Türkiye, her halde hiçbir dönemde bu kadar dövizi, doları konuşmadı. 21 Şubat’ta patlak veren krizle birlikte hızlı bir yükseliş dönemine giren dolar, önce 900 bin TL, ardından da 1.7 milyona kadar çıktı. Sokaktaki insandan işadamına, öğrenciden esnafa, herkes yıl boyunca doları konuştu, nereye gideceğini, çıkışın ne zaman duracağını tartıştı. Ancak, dolar, yapılan bütün tahminlerin aksine, uzun yolculuğuna kasım ayına kadar devam etti.
IMF ile yeni stand by yapılacağına yönelik haberler ve bunun kesinleşmeye başlaması, piyasaları hızlı bir şekilde etkiledi. Para piyasalarında başlayan iyimserlik rüzgarıyla dolar 20 Kasım 2001’de, 1.4 milyon düzeyine kadar geriledi.
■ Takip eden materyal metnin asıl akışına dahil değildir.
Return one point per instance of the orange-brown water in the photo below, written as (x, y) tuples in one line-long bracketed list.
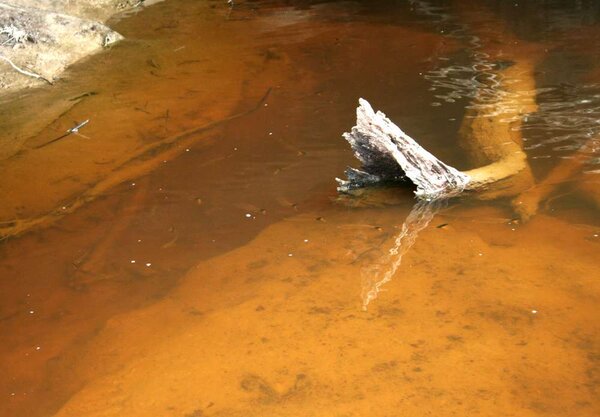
[(229, 279)]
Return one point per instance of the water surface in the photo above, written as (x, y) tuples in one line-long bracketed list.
[(221, 273)]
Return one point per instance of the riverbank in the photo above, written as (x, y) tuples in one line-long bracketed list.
[(39, 39)]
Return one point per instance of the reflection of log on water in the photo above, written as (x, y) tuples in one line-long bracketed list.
[(380, 272)]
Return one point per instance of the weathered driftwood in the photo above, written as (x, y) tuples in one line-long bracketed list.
[(388, 154)]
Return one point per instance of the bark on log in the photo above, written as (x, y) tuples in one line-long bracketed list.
[(388, 154)]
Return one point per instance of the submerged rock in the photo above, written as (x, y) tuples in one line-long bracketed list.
[(40, 38)]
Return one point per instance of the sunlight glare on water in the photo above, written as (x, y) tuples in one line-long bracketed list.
[(146, 272)]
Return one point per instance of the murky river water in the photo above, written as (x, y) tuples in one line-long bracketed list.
[(148, 273)]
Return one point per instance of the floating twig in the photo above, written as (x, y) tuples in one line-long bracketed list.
[(73, 130)]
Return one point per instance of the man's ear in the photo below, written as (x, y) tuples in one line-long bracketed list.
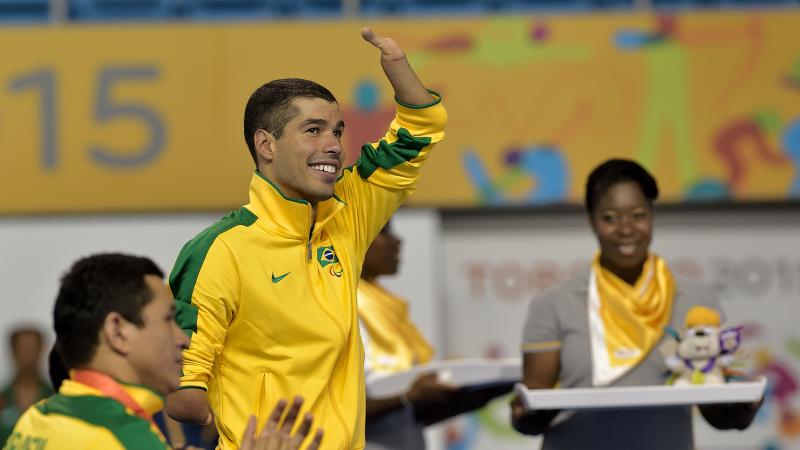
[(116, 333), (265, 145)]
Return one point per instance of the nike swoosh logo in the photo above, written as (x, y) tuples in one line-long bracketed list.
[(276, 279)]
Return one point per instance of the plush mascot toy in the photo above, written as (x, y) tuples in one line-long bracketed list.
[(704, 353)]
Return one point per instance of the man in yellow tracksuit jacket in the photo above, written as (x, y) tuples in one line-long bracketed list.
[(115, 328), (118, 352), (268, 293)]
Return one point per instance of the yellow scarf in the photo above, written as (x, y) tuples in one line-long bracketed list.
[(626, 321), (395, 344)]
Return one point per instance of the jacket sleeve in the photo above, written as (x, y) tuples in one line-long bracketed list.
[(205, 285), (387, 170)]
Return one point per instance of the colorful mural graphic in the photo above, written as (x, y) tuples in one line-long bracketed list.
[(709, 101)]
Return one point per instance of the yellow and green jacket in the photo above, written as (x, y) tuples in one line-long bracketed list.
[(270, 305), (80, 417)]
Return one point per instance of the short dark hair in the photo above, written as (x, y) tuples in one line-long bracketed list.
[(94, 287), (56, 369), (269, 107), (13, 338), (615, 171)]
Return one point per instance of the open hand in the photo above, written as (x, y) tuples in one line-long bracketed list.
[(390, 49), (273, 437)]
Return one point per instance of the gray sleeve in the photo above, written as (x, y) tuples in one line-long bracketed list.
[(542, 332)]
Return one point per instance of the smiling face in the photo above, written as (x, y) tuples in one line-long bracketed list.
[(307, 159), (156, 347), (622, 220)]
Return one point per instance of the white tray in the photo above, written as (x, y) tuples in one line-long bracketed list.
[(457, 372), (621, 397)]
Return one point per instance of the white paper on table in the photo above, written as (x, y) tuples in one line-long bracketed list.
[(456, 372), (633, 396)]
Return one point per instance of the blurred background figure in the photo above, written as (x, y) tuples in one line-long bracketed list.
[(393, 344), (27, 385), (602, 325)]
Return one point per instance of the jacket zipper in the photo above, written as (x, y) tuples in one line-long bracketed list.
[(334, 403)]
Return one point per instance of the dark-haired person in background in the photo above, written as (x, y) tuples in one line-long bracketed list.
[(27, 385), (117, 338), (600, 327), (268, 294), (393, 344)]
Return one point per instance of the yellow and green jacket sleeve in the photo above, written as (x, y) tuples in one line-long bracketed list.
[(83, 420), (387, 170), (204, 283)]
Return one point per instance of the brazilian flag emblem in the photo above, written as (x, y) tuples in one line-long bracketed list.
[(326, 256)]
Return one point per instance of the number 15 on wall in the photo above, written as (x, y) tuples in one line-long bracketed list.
[(106, 110)]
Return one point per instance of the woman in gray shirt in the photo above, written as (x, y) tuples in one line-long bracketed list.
[(600, 327)]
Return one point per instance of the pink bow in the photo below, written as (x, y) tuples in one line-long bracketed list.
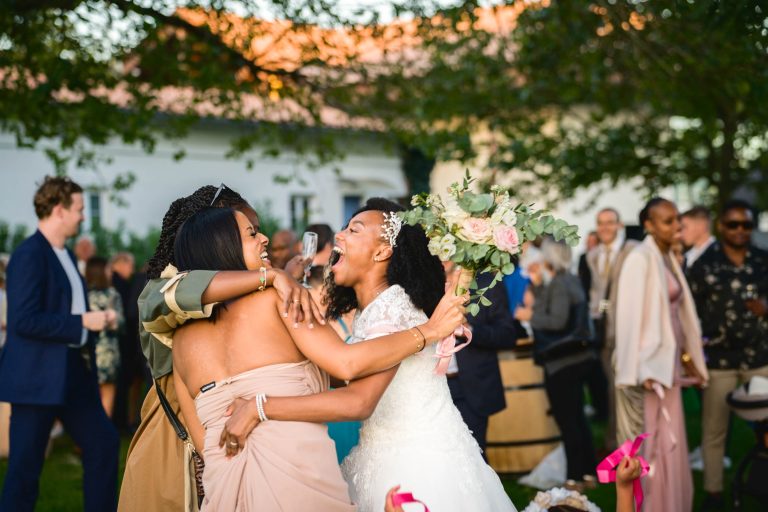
[(406, 497), (447, 347), (606, 470)]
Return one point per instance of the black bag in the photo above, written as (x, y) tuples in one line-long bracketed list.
[(181, 432), (577, 336)]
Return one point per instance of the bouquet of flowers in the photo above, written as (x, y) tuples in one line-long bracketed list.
[(481, 232)]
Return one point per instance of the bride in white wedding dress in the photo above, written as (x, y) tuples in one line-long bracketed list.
[(413, 435)]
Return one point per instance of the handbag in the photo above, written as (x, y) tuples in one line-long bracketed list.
[(193, 462), (577, 336)]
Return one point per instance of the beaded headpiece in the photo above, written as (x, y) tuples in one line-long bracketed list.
[(391, 227)]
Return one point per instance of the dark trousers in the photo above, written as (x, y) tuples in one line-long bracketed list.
[(84, 419), (597, 383), (566, 399), (477, 423)]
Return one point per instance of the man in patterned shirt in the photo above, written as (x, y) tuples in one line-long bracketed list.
[(729, 283)]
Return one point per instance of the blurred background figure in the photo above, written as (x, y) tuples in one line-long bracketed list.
[(47, 364), (84, 250), (3, 304), (696, 233), (560, 310), (103, 297), (729, 282), (132, 374), (656, 325), (473, 373), (605, 262)]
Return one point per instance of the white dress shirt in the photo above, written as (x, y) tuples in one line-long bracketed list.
[(78, 295)]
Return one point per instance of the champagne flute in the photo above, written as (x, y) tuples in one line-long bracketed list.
[(308, 252)]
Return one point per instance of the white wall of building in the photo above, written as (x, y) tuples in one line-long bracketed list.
[(367, 170)]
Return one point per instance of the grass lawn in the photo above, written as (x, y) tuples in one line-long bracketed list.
[(61, 483)]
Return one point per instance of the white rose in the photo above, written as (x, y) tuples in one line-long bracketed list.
[(434, 246)]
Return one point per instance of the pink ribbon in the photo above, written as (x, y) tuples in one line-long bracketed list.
[(447, 347), (606, 470), (406, 497)]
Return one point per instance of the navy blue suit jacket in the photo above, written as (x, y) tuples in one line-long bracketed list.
[(36, 358), (493, 329)]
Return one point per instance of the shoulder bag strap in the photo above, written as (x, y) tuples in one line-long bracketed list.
[(175, 422)]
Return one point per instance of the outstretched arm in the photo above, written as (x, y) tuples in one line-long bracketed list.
[(348, 362)]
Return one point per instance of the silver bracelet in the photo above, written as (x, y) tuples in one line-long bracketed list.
[(261, 399)]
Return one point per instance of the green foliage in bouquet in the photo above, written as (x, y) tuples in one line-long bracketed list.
[(482, 232)]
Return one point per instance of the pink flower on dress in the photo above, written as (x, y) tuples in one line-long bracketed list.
[(506, 239), (476, 230)]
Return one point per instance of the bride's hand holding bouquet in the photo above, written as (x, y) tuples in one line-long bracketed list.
[(479, 233)]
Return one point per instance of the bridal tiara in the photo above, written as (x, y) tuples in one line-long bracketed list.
[(391, 227)]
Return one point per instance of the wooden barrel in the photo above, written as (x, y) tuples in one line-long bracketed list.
[(523, 433)]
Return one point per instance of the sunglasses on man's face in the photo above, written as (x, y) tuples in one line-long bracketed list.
[(733, 225)]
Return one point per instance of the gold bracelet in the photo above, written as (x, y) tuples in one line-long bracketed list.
[(263, 278), (423, 339)]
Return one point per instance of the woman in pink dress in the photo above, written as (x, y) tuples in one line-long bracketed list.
[(656, 325), (249, 348)]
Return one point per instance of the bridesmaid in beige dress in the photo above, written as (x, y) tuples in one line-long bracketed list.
[(248, 346)]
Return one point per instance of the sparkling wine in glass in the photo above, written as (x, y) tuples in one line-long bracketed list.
[(308, 252)]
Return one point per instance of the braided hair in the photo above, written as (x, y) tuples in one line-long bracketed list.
[(411, 266), (179, 211)]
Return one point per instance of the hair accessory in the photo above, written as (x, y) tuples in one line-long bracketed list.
[(560, 496), (391, 227)]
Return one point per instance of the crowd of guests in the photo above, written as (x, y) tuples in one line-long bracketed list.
[(637, 322), (677, 308)]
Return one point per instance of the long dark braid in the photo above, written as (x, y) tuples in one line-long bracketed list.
[(412, 266), (179, 211)]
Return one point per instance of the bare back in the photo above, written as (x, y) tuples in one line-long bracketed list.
[(248, 334)]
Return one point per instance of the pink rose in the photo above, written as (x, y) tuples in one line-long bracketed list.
[(506, 239), (476, 230)]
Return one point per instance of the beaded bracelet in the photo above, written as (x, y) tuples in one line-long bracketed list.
[(263, 279)]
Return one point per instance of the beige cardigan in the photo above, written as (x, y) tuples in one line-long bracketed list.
[(645, 341)]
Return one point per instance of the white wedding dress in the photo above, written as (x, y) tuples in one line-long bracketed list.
[(416, 438)]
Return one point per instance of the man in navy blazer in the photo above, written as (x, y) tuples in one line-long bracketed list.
[(47, 366), (474, 377)]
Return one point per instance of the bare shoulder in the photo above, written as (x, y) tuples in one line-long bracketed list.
[(254, 302)]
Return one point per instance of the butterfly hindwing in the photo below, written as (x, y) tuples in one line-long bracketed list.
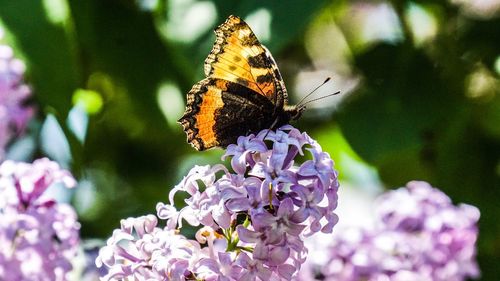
[(237, 56), (218, 111)]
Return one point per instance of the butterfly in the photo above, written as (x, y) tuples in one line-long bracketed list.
[(243, 91)]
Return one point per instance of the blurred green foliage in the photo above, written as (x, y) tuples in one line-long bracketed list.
[(423, 106)]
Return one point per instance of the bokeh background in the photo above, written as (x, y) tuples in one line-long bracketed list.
[(419, 81)]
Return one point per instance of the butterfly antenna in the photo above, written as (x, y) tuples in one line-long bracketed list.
[(324, 82), (320, 98)]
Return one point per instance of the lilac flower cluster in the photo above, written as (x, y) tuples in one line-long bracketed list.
[(421, 236), (13, 114), (38, 236), (252, 222)]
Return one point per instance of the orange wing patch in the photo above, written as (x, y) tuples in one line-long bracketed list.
[(237, 56), (199, 120)]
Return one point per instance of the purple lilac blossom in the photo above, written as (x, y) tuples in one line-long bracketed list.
[(14, 116), (252, 221), (419, 235), (38, 236)]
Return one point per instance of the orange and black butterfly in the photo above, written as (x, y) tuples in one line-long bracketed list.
[(243, 92)]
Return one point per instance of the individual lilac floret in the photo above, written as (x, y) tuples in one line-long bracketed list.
[(421, 235), (14, 115), (38, 236), (253, 220)]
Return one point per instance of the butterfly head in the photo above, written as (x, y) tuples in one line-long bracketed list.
[(293, 112)]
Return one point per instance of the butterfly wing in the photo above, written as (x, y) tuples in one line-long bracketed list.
[(237, 56), (219, 111), (243, 91)]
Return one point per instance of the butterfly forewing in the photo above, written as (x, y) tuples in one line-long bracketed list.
[(243, 92)]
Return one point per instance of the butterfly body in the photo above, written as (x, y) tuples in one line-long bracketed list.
[(243, 92)]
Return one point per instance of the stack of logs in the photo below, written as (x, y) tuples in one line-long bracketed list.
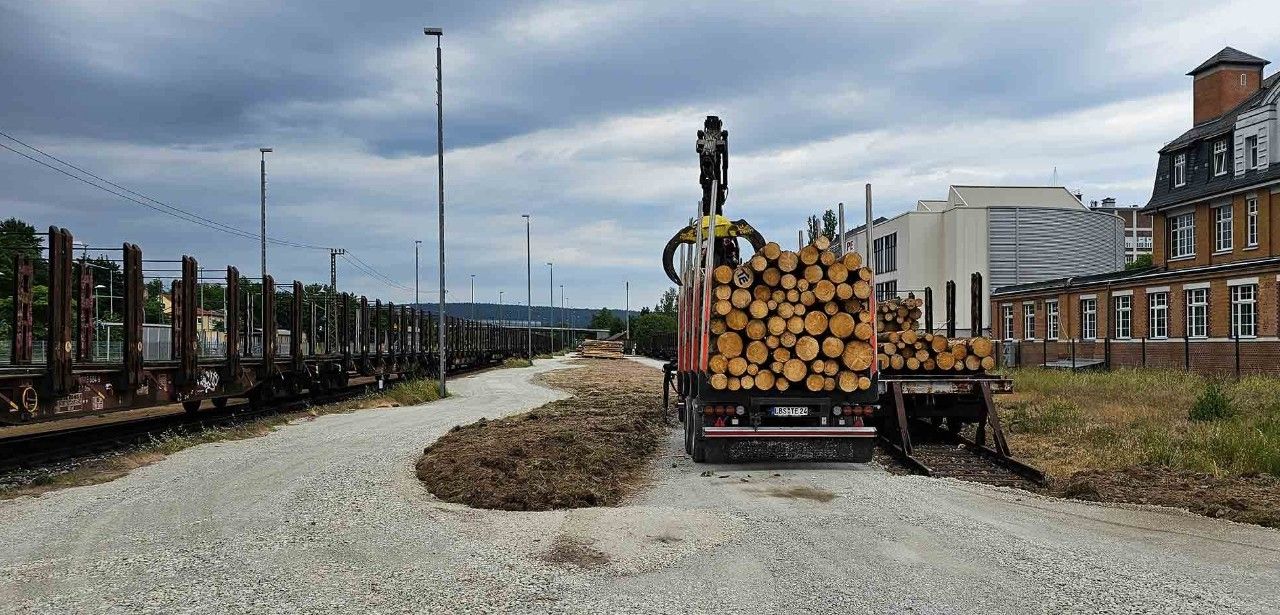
[(602, 349), (792, 319), (914, 351)]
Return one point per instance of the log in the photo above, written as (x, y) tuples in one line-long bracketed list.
[(816, 323), (730, 344), (807, 349), (795, 369)]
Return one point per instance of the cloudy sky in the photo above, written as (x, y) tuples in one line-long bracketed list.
[(581, 114)]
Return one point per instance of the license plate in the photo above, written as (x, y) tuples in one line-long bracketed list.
[(790, 410)]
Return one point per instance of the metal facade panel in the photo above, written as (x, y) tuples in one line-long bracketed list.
[(1033, 244)]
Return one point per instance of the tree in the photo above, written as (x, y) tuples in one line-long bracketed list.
[(1141, 262), (814, 228), (668, 301), (830, 224)]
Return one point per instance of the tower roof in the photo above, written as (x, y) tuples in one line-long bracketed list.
[(1229, 55)]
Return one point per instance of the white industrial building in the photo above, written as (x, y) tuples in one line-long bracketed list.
[(1009, 233)]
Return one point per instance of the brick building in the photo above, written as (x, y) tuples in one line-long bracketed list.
[(1211, 301)]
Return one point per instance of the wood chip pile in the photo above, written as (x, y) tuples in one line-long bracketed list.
[(602, 349), (792, 319)]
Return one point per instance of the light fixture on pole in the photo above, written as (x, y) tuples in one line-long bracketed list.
[(529, 283), (439, 158), (264, 151)]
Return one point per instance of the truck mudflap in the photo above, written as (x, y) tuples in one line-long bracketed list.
[(789, 432)]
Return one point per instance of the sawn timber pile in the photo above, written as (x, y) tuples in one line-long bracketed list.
[(792, 319)]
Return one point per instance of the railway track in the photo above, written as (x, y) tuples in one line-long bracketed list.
[(936, 452)]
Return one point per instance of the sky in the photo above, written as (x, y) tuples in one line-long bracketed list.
[(580, 114)]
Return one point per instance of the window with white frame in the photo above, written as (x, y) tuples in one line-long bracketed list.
[(1123, 317), (1244, 310), (1089, 318), (1182, 236), (1251, 222), (1197, 313), (1157, 315), (1051, 319), (1223, 228)]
Ardından toparlanmayla tekrar 1.5 sınırına kadar yaklaştı.
Bu tabloya rağmen kafalardaki soru işaretleri silinmiş, geleceğe yönelik belirsizlik giderilmiş değil. Toplumun her kesiminde doların yönüyle ilgili soru işaretleri var. Tabii sadece dolar değil. 2002 yılında kullanıma başlayacak Euro da aynı tablonun içinde yer alıyor.
Capital, dövizle ilgili kafalardaki soruları, BNP Ak Dresdner Bank’ın genel müdür yardımcısı Sedef Korkmaz’a sordu. Piyasayı yakından izleyen Korkmaz’ın sorularımıza verdiği yanıtlar şöyle:
Döviz piyasasında kasım ayına kadar yaşanan yükseliş trendi, IMF’den gelen olumlu haberler nedeniyle yerini düşüşe bıraktı. Size göre bu trend sürecek mi?
Şu andaki trende baktığımız zaman bu hareketin çok normal olduğunu söyleyebiliriz. Çünkü, Dolar çok fazla yukarı gitmişti. Yani her ortamda her product’ta bunun belli bir geri dönüşü olur. Yükseldiğinde düşmesi, düştüğünde de yükselmesi söz konusudur. Dolayısıyla dövizde bir miktar gerileme bekleniyordu.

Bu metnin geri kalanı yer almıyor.